Teachers can spend a lot of time coaxing and cajoling in order to get some students working. They need gentle persuasion. Then there are those that need almost force-feeding to get anything done.

Persuading isn’t easy but one way to do it is flip. I don’t mean lose it and go mad but flip the script and do the unexpected.

According to Kevin Dutton and author of Flipnosis: The Art of Split-Second Persuasion, certain behaviours will disable the brain’s cognitive security system. Basically the brain does a double-take that leaves it open to suggestion. For a split-second after something unexpected happens, cognitive function is disabled which gives us the chance to plant a suggestion. Flipnosis is black-belt mind control.

Dutton identifies 5 principles related to persuasion using the acronym SPICE:

1. Simplicity: simple messages tend to be more persuasive.

2. Perceived interest: recipients of a message subconsciously ask themselves ‘What’s in it for me?’

3. Incongruity: surprise means people notice the message and noticing is a precondition for persuasion.

4. Confidence: confidence convinces.

5. Empathy: you are more likely to persuade others if you are seen to be (or to have been) in the same boat.

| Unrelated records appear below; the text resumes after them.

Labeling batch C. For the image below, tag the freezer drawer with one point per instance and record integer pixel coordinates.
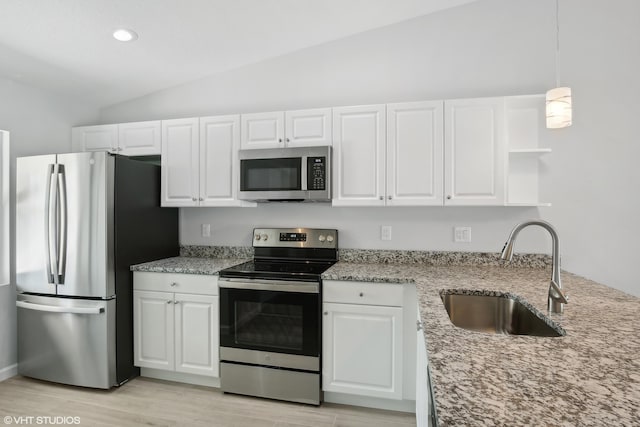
(69, 341)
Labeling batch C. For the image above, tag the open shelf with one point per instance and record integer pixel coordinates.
(530, 151)
(526, 163)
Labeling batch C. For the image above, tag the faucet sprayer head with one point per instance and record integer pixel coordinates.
(507, 251)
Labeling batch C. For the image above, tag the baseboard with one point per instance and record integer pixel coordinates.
(180, 377)
(370, 402)
(8, 372)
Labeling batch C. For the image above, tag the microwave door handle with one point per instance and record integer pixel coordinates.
(47, 223)
(303, 173)
(62, 222)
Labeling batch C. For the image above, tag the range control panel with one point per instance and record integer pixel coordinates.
(295, 237)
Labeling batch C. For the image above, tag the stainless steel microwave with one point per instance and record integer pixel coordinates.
(301, 174)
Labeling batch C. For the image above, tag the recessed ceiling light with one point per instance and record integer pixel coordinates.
(124, 35)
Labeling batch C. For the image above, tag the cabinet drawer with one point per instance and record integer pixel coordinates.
(362, 293)
(174, 282)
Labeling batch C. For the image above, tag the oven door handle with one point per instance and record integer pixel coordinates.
(270, 285)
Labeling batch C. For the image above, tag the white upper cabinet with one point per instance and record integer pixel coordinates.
(300, 128)
(139, 139)
(307, 128)
(219, 145)
(414, 154)
(200, 161)
(95, 138)
(180, 155)
(389, 156)
(359, 155)
(129, 139)
(474, 143)
(262, 130)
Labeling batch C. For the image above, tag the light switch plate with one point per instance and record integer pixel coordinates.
(462, 234)
(385, 232)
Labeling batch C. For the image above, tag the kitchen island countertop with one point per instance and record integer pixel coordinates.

It is the incongruous that we can play on in the classroom by doing the unexpected and introducing something that will jar learners and get their attention. For example, rather than tell everyone how to pass their exams give them tips on how to fail them. This will wake them up.

Whatever you are teaching needs to be tweaked so that it doesn’t follow the mindless bullet-points of Teacher Guides. Add an unexpected element, add a shock, add a bit of difference and then, as LouAnne Johnson (2013) says, “grab your students by their brains”.

Incongruity works because it is the psychological equivalent of a magician’s misdirection of the audience’s attention. Plan counter-intuitive approaches into your lesson plans and deliberately ambush expectations and take your learners emotions hostage.

Teachers need to be expert flipnotists and always have them guessing. Jedi mind tricks and the element of surprise is our greatest weapon.